The first thing I did was measure the kids' heads to get a general size of their cabasas. And then I pretty much ignored the measurements.

Next I made a template on tissue paper. I drew it free-hand, cut the pattern in half and pinned the halves to one piece of craft felt. Cut out the felt pieces, and repeated the process on the other piece of felt. I used two different colors. **You want to be careful to make sure that the edges of the felt that well be seamed together are straight and fit exactly. The rest of the edges can be trimmed later. (You'll notice that for whatever reason - probably insanity - I added about an inch to make a taller crown).

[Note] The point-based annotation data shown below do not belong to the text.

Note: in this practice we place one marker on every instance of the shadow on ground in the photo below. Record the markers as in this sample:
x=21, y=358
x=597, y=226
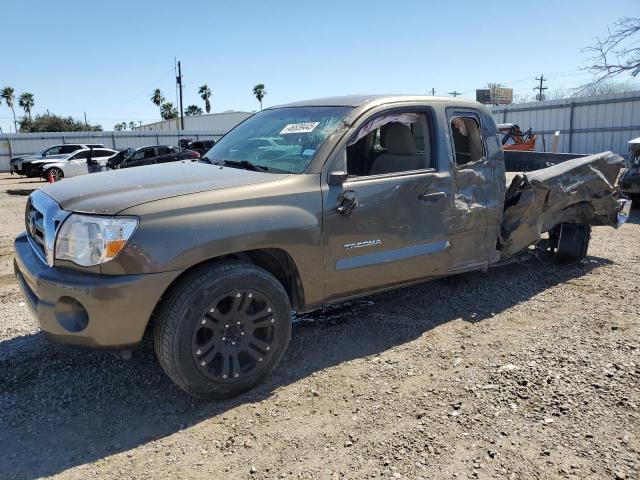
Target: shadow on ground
x=61, y=408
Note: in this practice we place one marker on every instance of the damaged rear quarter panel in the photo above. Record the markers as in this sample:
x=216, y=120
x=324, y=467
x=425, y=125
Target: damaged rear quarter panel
x=581, y=190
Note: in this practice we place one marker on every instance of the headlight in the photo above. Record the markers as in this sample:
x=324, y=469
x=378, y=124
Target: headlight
x=91, y=240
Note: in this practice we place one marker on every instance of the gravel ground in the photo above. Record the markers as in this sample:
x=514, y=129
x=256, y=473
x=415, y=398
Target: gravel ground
x=526, y=371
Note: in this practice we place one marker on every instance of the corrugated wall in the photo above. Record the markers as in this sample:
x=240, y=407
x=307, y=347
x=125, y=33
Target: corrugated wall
x=586, y=124
x=14, y=145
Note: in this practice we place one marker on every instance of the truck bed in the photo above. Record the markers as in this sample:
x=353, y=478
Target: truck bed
x=581, y=189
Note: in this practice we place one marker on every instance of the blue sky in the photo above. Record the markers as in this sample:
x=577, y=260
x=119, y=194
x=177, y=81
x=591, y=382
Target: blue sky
x=105, y=58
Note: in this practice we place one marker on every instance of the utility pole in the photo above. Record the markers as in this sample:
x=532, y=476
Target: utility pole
x=540, y=88
x=179, y=82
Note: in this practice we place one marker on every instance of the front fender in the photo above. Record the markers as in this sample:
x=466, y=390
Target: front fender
x=178, y=233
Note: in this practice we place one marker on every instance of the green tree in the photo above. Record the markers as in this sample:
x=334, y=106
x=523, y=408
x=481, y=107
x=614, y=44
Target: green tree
x=168, y=111
x=26, y=101
x=259, y=92
x=7, y=94
x=193, y=110
x=157, y=99
x=54, y=123
x=205, y=93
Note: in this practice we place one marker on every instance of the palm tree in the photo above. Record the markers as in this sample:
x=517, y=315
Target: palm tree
x=158, y=99
x=168, y=111
x=7, y=94
x=205, y=93
x=193, y=110
x=26, y=101
x=259, y=93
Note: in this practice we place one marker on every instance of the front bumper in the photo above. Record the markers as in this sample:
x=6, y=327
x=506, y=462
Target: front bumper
x=86, y=309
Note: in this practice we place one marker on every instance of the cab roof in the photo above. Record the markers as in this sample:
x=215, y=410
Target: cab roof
x=362, y=100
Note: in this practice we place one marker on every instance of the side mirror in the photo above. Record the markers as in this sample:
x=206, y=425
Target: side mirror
x=337, y=178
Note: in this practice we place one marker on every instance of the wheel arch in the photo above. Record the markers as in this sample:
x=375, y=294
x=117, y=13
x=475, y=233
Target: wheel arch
x=276, y=261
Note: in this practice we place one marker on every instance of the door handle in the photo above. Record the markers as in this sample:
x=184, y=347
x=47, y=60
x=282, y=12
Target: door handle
x=347, y=202
x=432, y=197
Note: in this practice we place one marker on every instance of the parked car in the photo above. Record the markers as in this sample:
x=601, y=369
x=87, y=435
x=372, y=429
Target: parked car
x=630, y=179
x=367, y=193
x=201, y=146
x=151, y=155
x=22, y=165
x=81, y=162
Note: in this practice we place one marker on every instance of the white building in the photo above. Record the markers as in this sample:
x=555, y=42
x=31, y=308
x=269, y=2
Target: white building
x=218, y=123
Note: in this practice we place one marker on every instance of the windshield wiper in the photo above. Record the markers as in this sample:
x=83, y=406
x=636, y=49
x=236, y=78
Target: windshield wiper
x=246, y=164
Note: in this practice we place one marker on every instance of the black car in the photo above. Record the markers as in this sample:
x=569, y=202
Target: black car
x=150, y=155
x=22, y=165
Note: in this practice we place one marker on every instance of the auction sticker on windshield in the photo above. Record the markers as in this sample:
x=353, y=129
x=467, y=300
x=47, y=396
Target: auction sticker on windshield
x=299, y=128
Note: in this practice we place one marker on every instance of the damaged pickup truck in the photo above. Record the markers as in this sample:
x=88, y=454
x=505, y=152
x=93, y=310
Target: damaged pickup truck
x=297, y=207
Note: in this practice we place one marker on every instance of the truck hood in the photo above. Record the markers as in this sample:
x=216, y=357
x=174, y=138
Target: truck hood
x=113, y=191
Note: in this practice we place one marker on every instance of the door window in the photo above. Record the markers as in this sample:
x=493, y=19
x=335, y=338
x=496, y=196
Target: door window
x=467, y=141
x=55, y=151
x=83, y=155
x=390, y=143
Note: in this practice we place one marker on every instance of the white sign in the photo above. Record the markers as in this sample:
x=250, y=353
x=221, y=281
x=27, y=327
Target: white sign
x=299, y=128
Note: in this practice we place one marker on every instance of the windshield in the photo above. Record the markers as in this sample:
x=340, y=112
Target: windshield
x=128, y=152
x=278, y=140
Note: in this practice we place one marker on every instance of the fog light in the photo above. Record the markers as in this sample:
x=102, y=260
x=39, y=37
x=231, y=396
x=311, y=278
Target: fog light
x=71, y=315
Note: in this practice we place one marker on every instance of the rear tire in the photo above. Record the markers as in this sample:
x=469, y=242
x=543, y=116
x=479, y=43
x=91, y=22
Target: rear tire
x=222, y=329
x=571, y=242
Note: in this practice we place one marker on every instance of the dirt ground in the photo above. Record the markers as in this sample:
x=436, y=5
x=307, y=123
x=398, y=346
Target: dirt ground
x=526, y=371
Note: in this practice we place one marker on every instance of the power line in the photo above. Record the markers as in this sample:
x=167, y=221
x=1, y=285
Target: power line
x=540, y=88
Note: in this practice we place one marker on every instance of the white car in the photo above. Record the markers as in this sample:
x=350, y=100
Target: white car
x=81, y=162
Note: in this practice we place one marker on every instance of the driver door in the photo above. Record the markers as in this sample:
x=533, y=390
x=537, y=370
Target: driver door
x=386, y=224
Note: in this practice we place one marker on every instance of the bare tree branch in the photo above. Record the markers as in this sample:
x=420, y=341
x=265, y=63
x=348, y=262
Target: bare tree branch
x=618, y=53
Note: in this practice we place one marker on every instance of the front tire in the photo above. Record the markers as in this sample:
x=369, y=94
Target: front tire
x=222, y=329
x=55, y=174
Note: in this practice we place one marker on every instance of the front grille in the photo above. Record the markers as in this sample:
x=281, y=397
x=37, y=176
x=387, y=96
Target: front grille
x=43, y=216
x=34, y=220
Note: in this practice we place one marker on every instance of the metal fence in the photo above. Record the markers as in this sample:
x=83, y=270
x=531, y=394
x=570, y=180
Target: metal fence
x=17, y=144
x=587, y=124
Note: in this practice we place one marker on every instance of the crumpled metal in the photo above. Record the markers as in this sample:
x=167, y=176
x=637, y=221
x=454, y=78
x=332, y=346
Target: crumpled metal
x=582, y=190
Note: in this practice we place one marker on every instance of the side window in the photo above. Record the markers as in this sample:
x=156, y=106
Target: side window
x=139, y=155
x=83, y=155
x=390, y=143
x=69, y=149
x=467, y=141
x=56, y=151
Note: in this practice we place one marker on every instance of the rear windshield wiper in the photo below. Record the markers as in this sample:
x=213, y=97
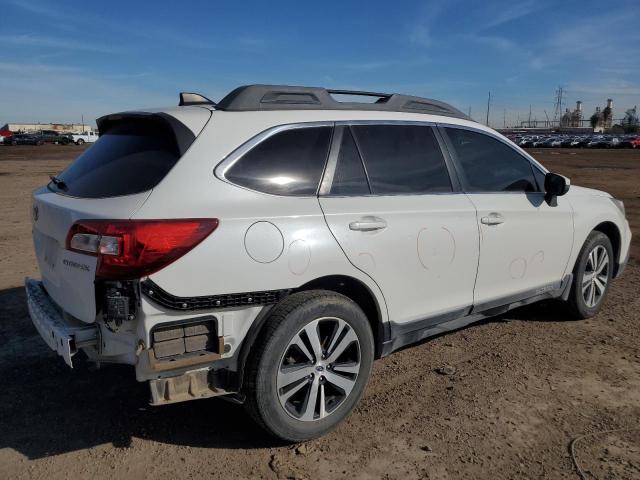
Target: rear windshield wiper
x=58, y=182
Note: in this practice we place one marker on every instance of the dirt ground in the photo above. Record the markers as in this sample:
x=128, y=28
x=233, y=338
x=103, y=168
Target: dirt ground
x=526, y=385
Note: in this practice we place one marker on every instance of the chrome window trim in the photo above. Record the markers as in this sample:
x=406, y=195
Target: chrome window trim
x=229, y=161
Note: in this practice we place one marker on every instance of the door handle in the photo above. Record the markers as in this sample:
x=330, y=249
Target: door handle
x=492, y=219
x=368, y=224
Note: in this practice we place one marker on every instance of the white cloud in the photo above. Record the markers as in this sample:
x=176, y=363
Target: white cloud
x=29, y=40
x=511, y=12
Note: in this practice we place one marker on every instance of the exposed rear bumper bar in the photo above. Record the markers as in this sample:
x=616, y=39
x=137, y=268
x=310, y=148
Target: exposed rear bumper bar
x=62, y=337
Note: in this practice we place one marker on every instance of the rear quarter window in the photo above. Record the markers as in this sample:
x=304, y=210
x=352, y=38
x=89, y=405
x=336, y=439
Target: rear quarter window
x=130, y=157
x=290, y=162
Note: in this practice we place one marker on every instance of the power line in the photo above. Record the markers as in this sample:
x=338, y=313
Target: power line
x=488, y=107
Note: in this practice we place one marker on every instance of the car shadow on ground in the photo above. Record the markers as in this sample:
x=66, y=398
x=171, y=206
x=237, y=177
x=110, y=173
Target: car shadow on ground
x=48, y=409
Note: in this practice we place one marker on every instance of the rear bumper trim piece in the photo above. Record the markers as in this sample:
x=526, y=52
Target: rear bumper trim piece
x=62, y=338
x=208, y=302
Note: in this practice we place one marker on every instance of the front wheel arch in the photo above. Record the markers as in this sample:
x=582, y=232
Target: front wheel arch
x=611, y=230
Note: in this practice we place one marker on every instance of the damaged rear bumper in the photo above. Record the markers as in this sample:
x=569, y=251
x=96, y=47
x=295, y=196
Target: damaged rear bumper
x=62, y=337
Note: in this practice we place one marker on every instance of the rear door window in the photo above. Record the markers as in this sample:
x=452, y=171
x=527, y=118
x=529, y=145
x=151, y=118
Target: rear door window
x=489, y=165
x=290, y=162
x=402, y=159
x=130, y=157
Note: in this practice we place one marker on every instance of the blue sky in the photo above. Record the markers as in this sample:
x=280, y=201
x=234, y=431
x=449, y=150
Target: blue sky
x=64, y=59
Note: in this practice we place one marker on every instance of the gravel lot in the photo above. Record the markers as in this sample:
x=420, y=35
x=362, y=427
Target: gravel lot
x=523, y=385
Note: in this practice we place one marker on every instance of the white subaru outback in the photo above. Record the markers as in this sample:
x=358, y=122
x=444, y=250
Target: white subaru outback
x=267, y=248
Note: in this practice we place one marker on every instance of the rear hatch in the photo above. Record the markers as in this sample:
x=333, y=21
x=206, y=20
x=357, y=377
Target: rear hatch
x=110, y=180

Using a zigzag stich, sew the felt pieces together. Be careful to evenly span the stitch over the two pieces. I kept going over it and over it to make sure it wasn't going anywhere. I also put a "faux" seam to make the crown's peaks look balanced.

Using the same template, I cut out another crown form of sturdy interfacing. ... And then I couldn't, for the life of me, figure out how to get the interfacing to adhere to to the fabric. I used an iron on the wool setting as the directions instructed. But it didn't work. ... So I pinned the whole thing together and sewed it ...

Around all the edges except for the ends.

I measured the difference between the crown and the kids' cabasas, and I cut a length of elastic that seemed appropriate. I then cut a section of fabric twice that length, and sewed a lengthwise seem with the fabric folded inside out. I right-sided the fabric and slipped in the elastic, pinning it at one end and squelching the fabric down to find the other end, than pinned the other end.

Next, I stuffed one end of the homemade scrunchy into the open end of the crown between the one side of the felt and the interfacing and top sewed it closed. Then I did the same thing with the other side.

I cut out some fancy stuff in felt ... you could use a printout of a letter in your favorite font ... and glued it to the finished crown. (If you want to decorate the crown with things like buttons or other decorations that require sewing, you should do this BEFORE you attach the felt to the interfacing).

Did I mention the crown is reversible?

Which side is this? Front? Back? I dunno.


The kids can decide when they dress it up with do-dads and whatsits of their own.


Crowns are fun ...

wears his crown backward

no matter how you wear one ...

how he styles it


Fairly Odd Mother said...

Oh, soooooo cute. I want to be crafty, but I have some sort of disorder that sets in about 15 minutes into any craft project. After buying every thing I need, getting started, I get. . .bored and wander away from it. I've held back from buying anything since my crochet debacle, although a sewing machine sounds fun! (stop it, stop it!)

toyfoto said...

Well ... as a non-sewing person, I'm really happy with the machine Santa brought us ... er Annabel.

It's a Janome Sew Mini, a 3/4 sized machine, and "He" got it from Hancock Fabrics (online) for $40 (on sale).

Kelly said...

Dude. That is so cute. I totally envy the people that clearly possess a 'craft' gene. Like you.

toyfoto said...

OH ... But Kelly. That's really my point in this whole craftactular thing ... I don't have a craft gene. If I can do this, anyone can.

the mama said...

glad to see you owning your craftiness, siobhan. i mean really. you used elastic! and interfacing! and because of you i will be making these crowns before the summer. because i'm pretty sure i can now.

toyfoto said...

That makes me so happy, M. Because I'm serious, I didn't even know there was such a thing as interface until a month ago. I just thought the fabric people used for bags and accessories was thicker. Doh!